As a society, we associate jealousy and envy with Disney villains. But jealousy and envy aren’t really about languishing in front of mirrors and poisoning apples. Many of us experience jealousy and envy in our daily lives. So what’s really going on here?

First, let’s talk about what “jealousy” and “envy” mean. Jealousy is an emotion that comes when you fear someone is going to take away something that you already have. If you’re in a relationship and you see a beautiful person eyeing your partner, you may feel jealous and anxious that they will take your partner away from you.

Envy is when you want something that someone else has. The Evil Queen is envious of Snow White because Snow White has something she doesn’t – youth, beauty, innocence (don’t get me started on the profoundly f*cked layers of patriarchy that went into the making of that trope!).

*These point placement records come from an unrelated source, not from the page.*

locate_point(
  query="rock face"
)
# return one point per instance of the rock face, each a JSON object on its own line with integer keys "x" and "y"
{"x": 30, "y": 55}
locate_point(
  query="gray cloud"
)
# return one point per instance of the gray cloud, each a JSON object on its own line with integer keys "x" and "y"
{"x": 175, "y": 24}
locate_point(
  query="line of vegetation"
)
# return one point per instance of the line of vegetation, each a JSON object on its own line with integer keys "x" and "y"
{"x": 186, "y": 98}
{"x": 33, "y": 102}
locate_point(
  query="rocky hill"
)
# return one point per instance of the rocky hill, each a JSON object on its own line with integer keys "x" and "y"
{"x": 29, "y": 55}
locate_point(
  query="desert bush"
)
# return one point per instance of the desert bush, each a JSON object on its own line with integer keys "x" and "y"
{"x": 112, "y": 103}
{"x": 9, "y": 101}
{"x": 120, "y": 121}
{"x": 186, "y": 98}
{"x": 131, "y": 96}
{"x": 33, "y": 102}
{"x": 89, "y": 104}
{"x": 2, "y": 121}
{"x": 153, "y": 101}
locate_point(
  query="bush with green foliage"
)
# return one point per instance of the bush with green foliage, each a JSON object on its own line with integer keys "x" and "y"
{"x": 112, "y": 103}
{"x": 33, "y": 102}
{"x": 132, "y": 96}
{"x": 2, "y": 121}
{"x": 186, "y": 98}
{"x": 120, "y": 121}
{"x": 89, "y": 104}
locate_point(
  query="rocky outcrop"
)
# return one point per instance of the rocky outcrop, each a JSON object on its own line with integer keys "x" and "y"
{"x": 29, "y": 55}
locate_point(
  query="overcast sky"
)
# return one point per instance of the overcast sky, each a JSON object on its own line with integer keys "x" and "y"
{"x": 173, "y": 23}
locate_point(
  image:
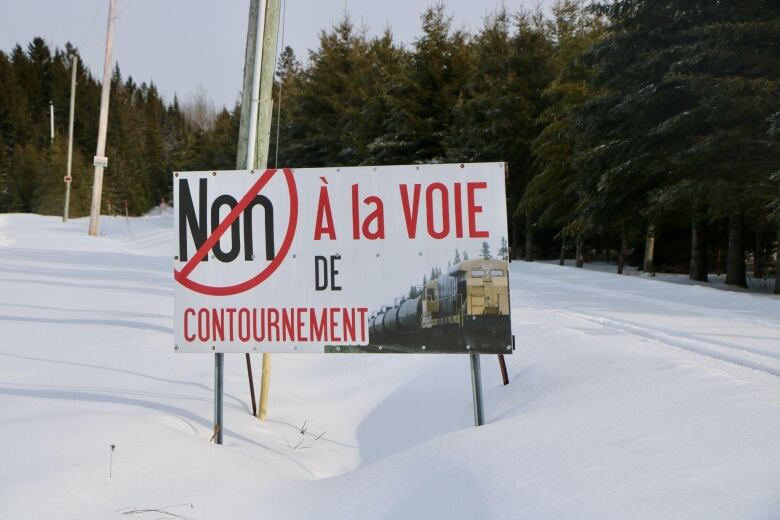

So envy is wanting what someone else has and jealousy is worrying someone else is envying what you have. But both jealousy and envy share the belief that you need a thing – or person, or experience – in order to be happy.

That’s where they go wrong. Because remember, our core truth is that your thoughts create your feelings. What you have, or who you’re with, or what you own…none of that creates your feelings. It’s not about how many wrinkles the evil queen has, or how beautiful Snow White is.

Right now, there are people living in what you would consider challenging conditions who are happier than you are. There are people who have everything you could possibly want, but are miserable. At any income level, in any life condition, there are people having different experiences because their thoughts are different.

Jealousy and envy are created by your thoughts, not your external circumstances.

To explore this more, let’s look at the thought process that creates jealousy:

  1. You have something in your life that you think you need in order to be happy.
  2. You think that “something” is a limited resource. There’s not enough to go around and if someone gets yours, you’ll be unhappy.
  3. You believe your grip on that “something” is tenuous and someone else might get it away from you.

Pay special attention to that last condition. Jealousy is about believing that someone else can take your fill-in-the-blank away because you aren’t good enough to keep it. That’s what makes it so maddening! Not only do you need something external to feel ok. You also can’t guarantee keeping that thing, and if you are unable to hang onto that thing, it means that whoever took it away from you is better than you.

These thoughts, of course, lead to you being hyper-vigilant and anxious about any possible threat. A competent underling at work. An attractive person in vicinity of your partner. And so on and so forth.

Envy is a little more straightforward – it means that you want something someone else has that you don’t. Why? Because of how you think that “something” will make you feel.

Are you single and envious of people in a relationship? If so, you most likely envy them because you think that being in a relationship will make you feel happy. Why? If you said “because I’ll have a partner” go back and re-read this post. The real reason you think it’ll make you happy is because of your thoughts about having a partner – and mostly your thoughts about what that means about YOU (e.g., that you’re finally good enough).

I coach women everyday who are in relationships who believe that being single would make them happier, and vice versa. There’s nothing intrinsic to being in a relationship or being single that determines whether or not a person will be happy.

Now that we’ve talked through the root cause of jealousy and envy, what the f*ck do we do when we experience them?

One of the most critical thought shifts that will help you deal with jealousy and envy is to find a way to internalize that there is nothing – nothing – that will save you from experiencing negative emotions, or give you eternal happiness. Sorry, kid. It’s just not on the menu for us humans.

My personal interpretation of this back when I was working through my envy of thin, conventionally beautiful women, was to walk around Manhattan for a whole summer thinking “all being suffer” every time I saw a thin woman and felt envious of her.

If “all beings suffer” isn’t your flavor, try “even Beyonce gets cheated on” or make your own mantra. The point is that negative emotion is a part of life. And both positive and negative emotions are caused by your thoughts – not your job, your partner, your money, your complexion, your weight, your friends, your style.

You only want those things because you think they will make you happy.

But happiness is available to you now. All you have to do is think the thoughts that create it.